June 9, 2020 – Data extracted and analyzed by Atlas VPN reveals, the amounts of demanded ransom payments increased by 140 percent, comparing the numbers of 2018 to 2019. More and more organizations succumb to blackmail: 57 percent of organizations settled and paid the ransom during the last 12 months.
Ransomware is a type of malicious attack where a criminal encrypts, typically, sensitive files, then threatens to publish them, unless a demanded ransom is paid.
The team of Atlas VPN researchers added the average sums hackers were demanding during each quarter in 2018 and 2019 globally, then divided the number into four.
The Average Ransomware Sum in U.S. Dollars
In 2018, the requested ransom payments reached 7.6 thousand dollars on average, globally. During the first quarter, the monetary amount of requested ransom payments hit $5,400 on average, Crypsis report suggests.
The number increased to $8,300 amid the second quarter and peaked in the third quarter, reaching $10,000 on average. During the fourth quarter, criminals were requesting companies to pay $7,000 on average.
It is safe to say cybercriminals got more greedy in 2019: by encrypting companies’ files, they were requesting $18,000 on average. The number is 140 percent bigger in comparison to 2018.
The average number spiked dramatically amid the first quarter, hitting $14,000 and continuing to increase. In the second quarter, it spiked to nearly $16,000 on average.
The sum peaked in the third quarter of 2019, hitting $22,800 and being the largest demanded amount during the two-year period. It then dropped to $21,700 amid the last quarter of 2019.

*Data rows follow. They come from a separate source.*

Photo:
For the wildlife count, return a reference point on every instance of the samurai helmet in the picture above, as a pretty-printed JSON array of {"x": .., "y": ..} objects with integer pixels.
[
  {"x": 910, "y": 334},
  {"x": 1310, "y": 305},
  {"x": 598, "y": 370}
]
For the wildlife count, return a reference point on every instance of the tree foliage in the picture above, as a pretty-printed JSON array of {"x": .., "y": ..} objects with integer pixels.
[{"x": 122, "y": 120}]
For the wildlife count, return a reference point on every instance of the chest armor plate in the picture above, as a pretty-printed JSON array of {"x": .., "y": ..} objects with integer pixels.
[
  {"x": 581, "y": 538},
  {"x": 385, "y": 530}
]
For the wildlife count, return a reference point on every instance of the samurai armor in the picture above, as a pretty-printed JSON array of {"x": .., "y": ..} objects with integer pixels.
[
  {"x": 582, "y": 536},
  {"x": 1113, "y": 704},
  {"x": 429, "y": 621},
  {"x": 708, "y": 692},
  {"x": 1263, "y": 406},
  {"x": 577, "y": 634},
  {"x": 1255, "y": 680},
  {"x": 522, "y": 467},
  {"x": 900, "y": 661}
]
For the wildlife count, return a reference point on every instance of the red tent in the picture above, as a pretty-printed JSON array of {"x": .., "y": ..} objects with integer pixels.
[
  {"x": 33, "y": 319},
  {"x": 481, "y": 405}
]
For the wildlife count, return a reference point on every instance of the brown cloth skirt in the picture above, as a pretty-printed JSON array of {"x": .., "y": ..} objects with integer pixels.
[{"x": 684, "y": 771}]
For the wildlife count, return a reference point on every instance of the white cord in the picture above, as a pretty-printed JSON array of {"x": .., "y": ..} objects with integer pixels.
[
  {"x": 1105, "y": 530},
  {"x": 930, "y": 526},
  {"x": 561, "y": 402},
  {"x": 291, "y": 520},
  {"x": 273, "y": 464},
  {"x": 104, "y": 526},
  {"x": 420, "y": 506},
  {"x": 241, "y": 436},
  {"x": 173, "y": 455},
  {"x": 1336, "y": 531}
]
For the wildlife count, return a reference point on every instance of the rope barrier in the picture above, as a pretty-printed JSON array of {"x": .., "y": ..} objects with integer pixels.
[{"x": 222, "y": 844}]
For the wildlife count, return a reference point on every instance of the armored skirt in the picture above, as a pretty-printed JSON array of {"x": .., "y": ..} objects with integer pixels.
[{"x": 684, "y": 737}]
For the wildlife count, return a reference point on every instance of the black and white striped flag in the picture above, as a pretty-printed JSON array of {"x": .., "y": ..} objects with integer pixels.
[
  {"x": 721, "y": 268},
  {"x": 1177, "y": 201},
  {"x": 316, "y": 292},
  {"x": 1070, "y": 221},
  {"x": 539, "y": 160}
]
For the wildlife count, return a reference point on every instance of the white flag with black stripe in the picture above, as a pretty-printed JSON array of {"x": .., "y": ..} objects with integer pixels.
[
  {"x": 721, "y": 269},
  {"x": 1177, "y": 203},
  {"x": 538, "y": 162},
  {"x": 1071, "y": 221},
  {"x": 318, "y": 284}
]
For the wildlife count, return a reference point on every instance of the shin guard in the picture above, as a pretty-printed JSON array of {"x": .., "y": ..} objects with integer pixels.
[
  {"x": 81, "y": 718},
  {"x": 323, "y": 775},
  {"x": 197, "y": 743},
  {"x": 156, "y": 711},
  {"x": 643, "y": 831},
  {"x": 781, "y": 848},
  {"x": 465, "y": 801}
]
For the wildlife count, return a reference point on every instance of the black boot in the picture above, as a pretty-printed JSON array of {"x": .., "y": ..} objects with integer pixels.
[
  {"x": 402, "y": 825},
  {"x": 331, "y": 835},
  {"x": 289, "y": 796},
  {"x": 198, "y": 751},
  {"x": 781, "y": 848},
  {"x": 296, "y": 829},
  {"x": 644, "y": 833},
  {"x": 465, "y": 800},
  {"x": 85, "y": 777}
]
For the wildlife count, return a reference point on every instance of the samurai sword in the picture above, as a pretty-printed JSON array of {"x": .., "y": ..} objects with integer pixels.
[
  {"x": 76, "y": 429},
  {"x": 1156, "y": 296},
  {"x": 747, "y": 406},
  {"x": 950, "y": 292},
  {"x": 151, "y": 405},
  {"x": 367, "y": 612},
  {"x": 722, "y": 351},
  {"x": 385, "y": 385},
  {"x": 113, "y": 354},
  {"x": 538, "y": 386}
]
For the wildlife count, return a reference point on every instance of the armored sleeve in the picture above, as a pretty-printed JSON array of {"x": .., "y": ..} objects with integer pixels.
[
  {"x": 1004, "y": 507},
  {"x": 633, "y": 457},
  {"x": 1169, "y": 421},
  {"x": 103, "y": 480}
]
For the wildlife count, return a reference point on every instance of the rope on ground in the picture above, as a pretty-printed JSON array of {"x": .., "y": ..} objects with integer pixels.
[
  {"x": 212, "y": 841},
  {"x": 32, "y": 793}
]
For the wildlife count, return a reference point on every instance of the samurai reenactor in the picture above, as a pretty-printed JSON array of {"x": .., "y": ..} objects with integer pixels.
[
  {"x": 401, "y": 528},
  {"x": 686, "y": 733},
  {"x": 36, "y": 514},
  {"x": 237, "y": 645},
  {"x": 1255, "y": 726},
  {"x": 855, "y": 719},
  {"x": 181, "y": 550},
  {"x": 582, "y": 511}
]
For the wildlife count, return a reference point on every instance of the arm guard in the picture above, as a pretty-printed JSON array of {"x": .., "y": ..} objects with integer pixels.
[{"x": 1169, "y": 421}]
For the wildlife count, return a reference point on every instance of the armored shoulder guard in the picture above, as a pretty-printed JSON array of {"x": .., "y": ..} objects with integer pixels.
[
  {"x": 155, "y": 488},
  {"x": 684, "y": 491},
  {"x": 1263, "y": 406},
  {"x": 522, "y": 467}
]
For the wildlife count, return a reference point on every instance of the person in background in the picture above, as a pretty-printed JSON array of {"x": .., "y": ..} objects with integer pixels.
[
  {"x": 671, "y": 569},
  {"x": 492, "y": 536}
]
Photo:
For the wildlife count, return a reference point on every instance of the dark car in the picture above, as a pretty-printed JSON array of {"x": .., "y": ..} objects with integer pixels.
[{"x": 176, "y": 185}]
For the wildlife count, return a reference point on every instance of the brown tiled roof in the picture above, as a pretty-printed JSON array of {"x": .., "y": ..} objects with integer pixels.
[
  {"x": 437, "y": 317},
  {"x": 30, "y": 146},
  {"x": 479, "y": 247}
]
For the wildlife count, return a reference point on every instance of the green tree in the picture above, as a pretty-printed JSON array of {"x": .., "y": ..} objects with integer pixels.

Majority of Companies Settle and Pay the Ransom
More and more companies disclose a ransomware attack has victimized them. In 2018, 55 percent of companies admitted they received a request to pay ransom during the last 12 months globally. The number increased to 56 percent in 2018 and jumped to 62 percent in 2020, a CyberEdge report suggests.
The percentage of companies that agreed to pay the ransom has been on the rise, too. Thirty-eight percent of victimized companies paid the demanded sum in 2018, and 45 percent in 2019. In this year’s survey, even 57 percent of organizations paid a ransom to have their data recovered during the last 12 months.
Unfortunately, paying the ransom does not necessarily get you the stolen information back. In 2018, 49 percent of organizations that paid ransom were able to recover their data. In 2019, the number increased to 61 percent and jumped to 66 percent in 2020.
Leading Ransomware Causes
However, the fact that companies were able to recover the stolen information does not suggest paying the ransom. Instead, companies should be focusing on preventative methods to ensure these attacks do not happen at all. Not only is your information at risk of being lost, but these incidents also disrupt the business processes.
To avoid ransomware attacks, it is vital to study the leading reasons behind these incidents. Surveys Atlas VPN analyzed reveal that leading causes can be divided into two categories: outside and inside threats.
CyberEdge conducted a survey asking business experts to rate how likely certain events are to lead to a cyber incident. Concern for suffering from a ransomware attack due to poorly trained staff was the highest, reaching a 72 percent rate.
Also, respondents rated low security awareness (72 percent) as the second most common reason behind cyber incidents. Concern for not being able to ensure smooth threat detection and response processes reached a 70 percent rate.
While the survey conducted by CyberEdge focuses on the inside issues businesses should sort out, Datto research analyzes the outside threats. Sixty-seven percent of 1,400 respondents consider falling for phishing scams to be the most common cause of ransomware infections.
The second reason is the lack of proper cybersecurity training with a 36 percent concern rate. Finally, 25 percent of respondents agreed that people being naive and gullible is associated with ransomware incidents.